What I don’t think a lot about, though, is the timing of the edits and how this might impact my overall enjoyment. After reading about the effect a movie’s timing can have on keeping your attention, maybe I should!
(I have seen quite a few of the movies on this graphic. We’ll just have to see which one will win…)
In movies, patterns are good for keeping our attention
Last year, a published study from James E. Cutting of Cornell University explored the shot lengths of Hollywood movies to determine if the shot structure and pacing of a movie had any impact on the ability to grab our attention.
“Roughly since 1960,” Dr. Cutting said, “filmmakers have been converging on a pattern of shot length that forces the reorientation of attention in the same way we do it naturally.”
Scientifically-termed “1/f,” this pacing describes the near identical distribution of shot lengths, meaning that each shot is on average about the same length. This wavelength, also called “pink noise,” is so ubiquitous that we see it everywhere in nature. Your heartbeat follows this same pattern. Humans crave patterns. A pink noise pattern makes us happy – It’s like listening to the rhythm of the tides and can be very comforting.
Think about it. This is fascinating. A film can grab our attention just by following our natural attention span. Just when your interest wanes, the scene changes and re-engages you again.
I’m not certain if movie directors and editors are consciously aware of this pattern, or if modern movie styles have just naturally fallen into this trend. Maybe prior to 1960, we had a different attention span length? Has the information age impacted the way we enjoy movies? Regardless, following the right “formula” can lead to some amount of movie success.
And if we’re talking formulas, let’s not forget the movie poster (movie poster designs: guilty as charged).
In music, tension is good for eliciting “chills”
What about music? Do we prefer patterns in our music too? Most of us remember the chorus (the repeating pattern) of our favorite song, so patterns are clearly strong here too. As it turns out though, there are stronger forces that can influence your feeling about a song, most notably the sad ones. As noted in this WSJ article, is there a melodic formula that can literally make you cry?
If you watched the Grammy’s you saw that Adele swept many of the night’s awards with six wins, and her “Somone Like You” song is indeed sad and soulful. According to the article, this song is full of “appoggiaturas”:
An appoggiatura is a type of ornamental note that clashes with the melody just enough to create a dissonant sound. “This generates tension in the listener,” said Martin Guhn, a psychologist at the University of British Columbia who co-wrote a 2007 study on the subject. “When the notes return to the anticipated melody, the tension resolves, and it feels good.”

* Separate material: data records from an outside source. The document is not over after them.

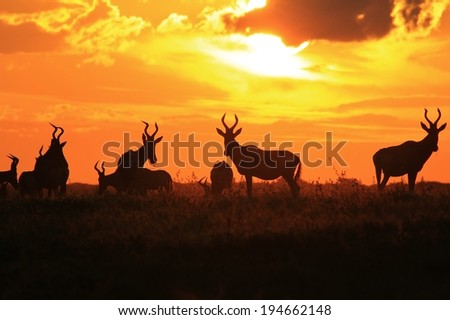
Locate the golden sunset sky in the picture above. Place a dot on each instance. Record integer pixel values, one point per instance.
(364, 70)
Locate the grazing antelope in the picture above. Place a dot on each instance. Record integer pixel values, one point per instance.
(10, 176)
(251, 161)
(104, 181)
(152, 180)
(51, 169)
(203, 182)
(409, 157)
(27, 181)
(133, 159)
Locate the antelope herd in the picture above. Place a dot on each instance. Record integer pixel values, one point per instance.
(51, 170)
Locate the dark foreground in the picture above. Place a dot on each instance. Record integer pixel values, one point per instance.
(339, 241)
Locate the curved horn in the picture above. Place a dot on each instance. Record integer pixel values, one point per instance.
(146, 129)
(156, 130)
(439, 116)
(235, 124)
(54, 132)
(223, 122)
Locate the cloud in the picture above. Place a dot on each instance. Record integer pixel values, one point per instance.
(95, 28)
(344, 20)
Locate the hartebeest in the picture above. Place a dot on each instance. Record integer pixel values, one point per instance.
(221, 179)
(51, 169)
(251, 161)
(133, 159)
(10, 176)
(409, 157)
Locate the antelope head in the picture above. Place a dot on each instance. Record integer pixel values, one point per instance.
(150, 142)
(101, 178)
(203, 182)
(229, 135)
(433, 130)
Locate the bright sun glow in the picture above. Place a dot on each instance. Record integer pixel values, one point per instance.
(267, 55)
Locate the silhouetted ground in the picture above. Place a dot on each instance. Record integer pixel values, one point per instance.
(341, 240)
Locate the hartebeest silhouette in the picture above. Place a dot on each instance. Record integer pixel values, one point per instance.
(51, 169)
(133, 159)
(251, 161)
(10, 176)
(409, 157)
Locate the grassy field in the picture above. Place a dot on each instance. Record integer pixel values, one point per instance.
(340, 240)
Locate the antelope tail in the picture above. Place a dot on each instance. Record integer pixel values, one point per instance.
(297, 173)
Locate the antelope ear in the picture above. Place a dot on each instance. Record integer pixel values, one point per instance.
(424, 127)
(238, 132)
(220, 132)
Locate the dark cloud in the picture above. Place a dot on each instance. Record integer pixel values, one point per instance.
(339, 20)
(28, 37)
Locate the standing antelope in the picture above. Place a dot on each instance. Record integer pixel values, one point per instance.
(152, 180)
(221, 179)
(409, 157)
(51, 169)
(133, 159)
(10, 176)
(27, 181)
(251, 161)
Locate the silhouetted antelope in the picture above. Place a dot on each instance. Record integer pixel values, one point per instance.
(133, 159)
(10, 176)
(251, 161)
(203, 182)
(27, 181)
(51, 169)
(409, 157)
(104, 181)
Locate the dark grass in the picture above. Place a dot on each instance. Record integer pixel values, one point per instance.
(340, 240)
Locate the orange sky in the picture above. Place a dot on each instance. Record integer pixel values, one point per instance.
(364, 70)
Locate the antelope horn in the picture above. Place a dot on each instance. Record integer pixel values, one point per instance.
(426, 117)
(54, 132)
(235, 124)
(62, 131)
(439, 116)
(146, 129)
(156, 130)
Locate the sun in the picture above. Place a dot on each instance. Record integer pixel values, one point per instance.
(265, 55)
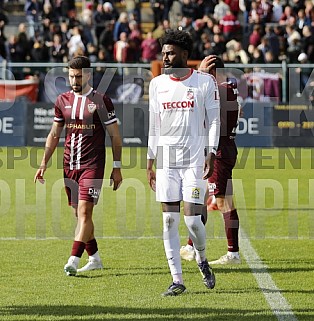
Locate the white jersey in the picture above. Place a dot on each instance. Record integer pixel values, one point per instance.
(184, 119)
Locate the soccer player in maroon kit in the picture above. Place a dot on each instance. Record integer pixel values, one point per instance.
(220, 182)
(86, 115)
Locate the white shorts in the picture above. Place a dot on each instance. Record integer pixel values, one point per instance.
(177, 184)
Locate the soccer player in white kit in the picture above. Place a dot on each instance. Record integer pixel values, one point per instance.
(184, 116)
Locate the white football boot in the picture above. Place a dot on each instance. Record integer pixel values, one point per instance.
(92, 264)
(187, 252)
(71, 267)
(227, 259)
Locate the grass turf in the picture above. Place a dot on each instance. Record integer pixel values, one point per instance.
(275, 209)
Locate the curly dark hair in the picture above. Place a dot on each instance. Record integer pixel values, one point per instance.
(79, 62)
(178, 38)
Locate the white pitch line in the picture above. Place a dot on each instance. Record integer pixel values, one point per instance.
(279, 305)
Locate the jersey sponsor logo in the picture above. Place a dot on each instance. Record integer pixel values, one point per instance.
(211, 186)
(94, 192)
(80, 126)
(91, 108)
(190, 94)
(178, 105)
(196, 192)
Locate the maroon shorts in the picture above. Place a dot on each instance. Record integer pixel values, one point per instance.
(220, 183)
(83, 184)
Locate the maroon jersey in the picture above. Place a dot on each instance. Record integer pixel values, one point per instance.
(85, 118)
(229, 113)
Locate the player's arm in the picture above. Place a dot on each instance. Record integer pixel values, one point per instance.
(212, 102)
(207, 64)
(50, 146)
(116, 143)
(153, 138)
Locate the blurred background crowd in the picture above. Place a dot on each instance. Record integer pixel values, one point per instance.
(241, 31)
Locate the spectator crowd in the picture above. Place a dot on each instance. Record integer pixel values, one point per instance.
(240, 31)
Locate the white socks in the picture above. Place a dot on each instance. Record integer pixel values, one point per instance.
(197, 233)
(95, 256)
(171, 239)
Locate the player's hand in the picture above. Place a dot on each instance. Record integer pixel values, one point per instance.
(39, 176)
(151, 177)
(209, 165)
(116, 178)
(207, 64)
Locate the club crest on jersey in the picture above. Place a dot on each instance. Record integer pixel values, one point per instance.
(196, 192)
(190, 94)
(91, 108)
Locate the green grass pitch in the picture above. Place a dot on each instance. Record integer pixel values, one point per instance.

Chills often descend on listeners at these moments of resolution. When several appoggiaturas occur next to each other in a melody, it generates a cycle of tension and release. This provokes an even stronger reaction, and that is when the tears start to flow.
With songs, we crave this feeling, which keeps us listening to the song again and again. I suppose in moviemaking terms, this would be the same relief we feel when a climactic scene is finally resolved.
As designers, when we create work for branding and marketing, we are conscious of our goal and use pacing, tone and more to elicit a reaction. After all, this is the purpose of communication design. If the viewer becomes conscious of the patterns and formulas does it lessen the impact or are we so hard-wired to respond that makes an impact regardless? I am very much interested in the science and psychology behind it all, but I think for tonight I’ll just get lost in the celebration of the craft (and maybe a little fashion with the red carpet photos).